Whilst in Mauritius I spent a lot of time with one of my cousins and his adorable kids (pictured, do you see a likeness?). He’s the eldest cousin and I’m the youngest. Despite the differences in age and circumstance there is a lot the two of us share beside our grandparents; a sympathetic disposition, a tendency to laugh off serious statements, a keen interest in how our families have shaped us.
My eldest cousin spoke touchingly of his dream; to have the four of us cousins, our four collective children and our one remaining parent (mine) all together in a room. To just be together like that. He spoke so wistfully it made my heart ache. I have many friends who see their entire families every Christmas, every wedding, every funeral. I’ve met my cousins only a handful of times through my life, divided as we are by continents and expensive flight routes. I wish I were of more use to them, lame as I am with my poor grasp of language; my alien career choice; my bizarre hometown; my youth and naivety; my sincere unknowing of life.

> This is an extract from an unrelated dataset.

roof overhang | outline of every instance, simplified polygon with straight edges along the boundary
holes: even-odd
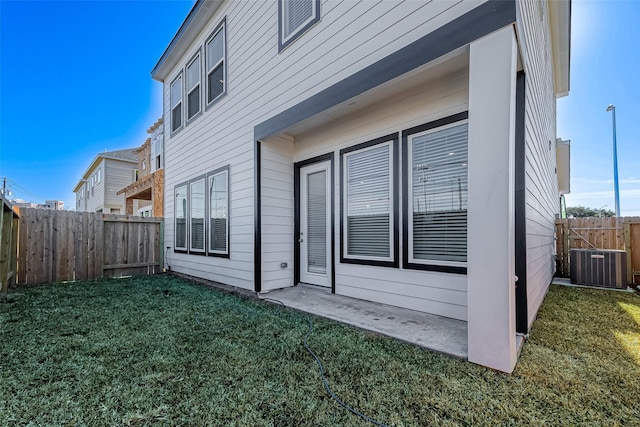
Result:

My eldest cousin noted the similarities between all of us cousins. We are all independent, almost to the point of being loners. We are all sensitive listeners who try and help everyone out, but none of us are any good at asking for or accepting help of our own. We are actually terrible at accepting help: quick to retreat, happy to analyse our problems in solitude. We don’t like letting people in. We are all pretty laid-back about the trials of day to day life, saving ourselves for the bigger dramas. The kind of dramas that brew up over a lifetime because nobody knew what to do. The kind of crisis that can cause the rest of the family to dash across the globe and throw their best of intentions at; well-meaning but rashly executed.

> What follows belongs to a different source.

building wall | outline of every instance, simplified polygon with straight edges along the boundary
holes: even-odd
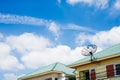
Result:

I don’t really know what the role of family is. People to teach you, to support you, people who know you best, people who cared about you unconditionally? These aren’t really things I associate with my family. My local family is just me and my parents; three people with a backlog of misunderstandings and confusing geography. With the rest of my family, I know we are all similar people but we’re just too far away – and there’s not enough to go on, not enough to be getting on with.
The attributes of family are instead are the things I associate with my friends. It’s my friends who lift me up, it’s my friends who enlighten me, it’s my friends who support me. Why is that? Is it the age I am and the society I live in? Is it because I see my family so little? Is it because my family and I share the same flaws and therefore cannot look after each other properly? The same cracks in alternate mirrors, the same blots on our differing landscapes. It’s difficult to say.